Sam Gentle.com

The Longest Path

One of the strangest things about video games is the way they encourage you to take the longest path. Most games have some system of progression: a storyline, levels, or a map you move through methodically. However, there are also many things to explore in each area, and when you move on you probably won't return to them. To get the most out of the game, you actually want to avoid winning for as long as possible. In that sense, winning is a kind of loss.

I've started noticing areas of my life where I seem to avoid winning. Rather than a desire to lose, I think this reflects a desire to explore, an unwillingness to move on too soon. If I finish this today, I know there will be parts of it still unexamined. Questions gone unanswered. Experiences left unhad. Why would I want to move forward, if it means leaving important things behind?

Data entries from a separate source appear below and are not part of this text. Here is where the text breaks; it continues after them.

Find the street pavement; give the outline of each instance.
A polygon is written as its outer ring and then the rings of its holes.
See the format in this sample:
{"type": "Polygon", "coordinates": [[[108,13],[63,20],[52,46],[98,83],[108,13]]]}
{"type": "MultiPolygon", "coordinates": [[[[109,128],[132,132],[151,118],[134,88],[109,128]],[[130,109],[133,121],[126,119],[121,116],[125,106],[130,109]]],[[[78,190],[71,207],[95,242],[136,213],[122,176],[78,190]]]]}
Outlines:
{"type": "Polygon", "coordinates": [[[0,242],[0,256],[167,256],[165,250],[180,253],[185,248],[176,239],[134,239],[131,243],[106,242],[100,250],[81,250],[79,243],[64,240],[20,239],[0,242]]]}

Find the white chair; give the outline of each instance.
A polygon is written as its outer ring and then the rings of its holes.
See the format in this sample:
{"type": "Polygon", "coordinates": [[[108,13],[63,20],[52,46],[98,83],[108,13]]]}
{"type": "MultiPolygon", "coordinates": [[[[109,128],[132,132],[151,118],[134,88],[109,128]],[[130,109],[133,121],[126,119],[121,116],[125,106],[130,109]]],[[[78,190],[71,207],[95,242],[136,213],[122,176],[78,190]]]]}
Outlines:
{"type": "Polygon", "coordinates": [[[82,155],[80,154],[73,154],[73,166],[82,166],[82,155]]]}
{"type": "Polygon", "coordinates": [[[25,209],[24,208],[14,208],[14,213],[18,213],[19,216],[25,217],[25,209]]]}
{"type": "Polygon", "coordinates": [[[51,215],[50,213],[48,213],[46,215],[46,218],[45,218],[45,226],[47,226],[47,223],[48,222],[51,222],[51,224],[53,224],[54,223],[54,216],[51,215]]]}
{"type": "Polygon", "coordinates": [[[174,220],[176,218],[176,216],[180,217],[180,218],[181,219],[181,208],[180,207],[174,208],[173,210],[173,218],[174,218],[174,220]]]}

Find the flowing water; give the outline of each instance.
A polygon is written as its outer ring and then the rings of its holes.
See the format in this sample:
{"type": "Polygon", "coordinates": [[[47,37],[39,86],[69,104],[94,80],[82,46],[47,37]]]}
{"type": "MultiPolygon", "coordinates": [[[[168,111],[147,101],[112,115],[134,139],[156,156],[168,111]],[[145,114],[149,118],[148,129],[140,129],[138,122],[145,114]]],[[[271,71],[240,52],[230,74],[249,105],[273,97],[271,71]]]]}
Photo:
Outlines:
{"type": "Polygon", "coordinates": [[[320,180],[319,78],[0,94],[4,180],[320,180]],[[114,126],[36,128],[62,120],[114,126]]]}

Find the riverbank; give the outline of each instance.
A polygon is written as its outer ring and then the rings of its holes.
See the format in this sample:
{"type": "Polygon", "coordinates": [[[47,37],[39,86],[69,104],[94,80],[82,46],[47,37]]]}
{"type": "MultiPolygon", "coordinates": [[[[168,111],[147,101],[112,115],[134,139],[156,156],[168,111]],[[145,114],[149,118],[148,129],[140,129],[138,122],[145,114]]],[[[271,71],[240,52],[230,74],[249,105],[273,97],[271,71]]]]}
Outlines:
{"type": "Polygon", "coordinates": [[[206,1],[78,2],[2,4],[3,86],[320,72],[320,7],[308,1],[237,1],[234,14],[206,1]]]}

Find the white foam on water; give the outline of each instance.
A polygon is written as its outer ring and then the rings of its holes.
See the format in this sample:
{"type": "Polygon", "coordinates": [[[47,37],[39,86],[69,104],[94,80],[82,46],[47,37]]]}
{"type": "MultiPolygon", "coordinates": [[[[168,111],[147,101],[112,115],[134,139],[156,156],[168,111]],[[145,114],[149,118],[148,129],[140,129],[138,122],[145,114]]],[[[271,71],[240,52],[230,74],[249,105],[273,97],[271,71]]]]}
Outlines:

But, unlike in a video game, progress is not linear, and not even in a consistent direction. There is no helpful-yet-insistent arrow ushering you from one idea to the next. What is finished today can be even more finished tomorrow. Winning doesn't have to mean moving on. And moving in any direction can still be progress, even if it's revisiting old ideas.

This is a difficult lesson to learn, at least for me. My mindset is much more geared towards discovering the answer, solving the problem, slaying the dragon, and moving on to undiscovered/unsolved/unslain pastures. It's a model of progress as completion. But I think there is a lot more to be found in progress as iteration, refinement and steady accumulation.

Ironically, the key to finishing things may be knowing that they are never truly finished, and thus there is no best ending to hold out for.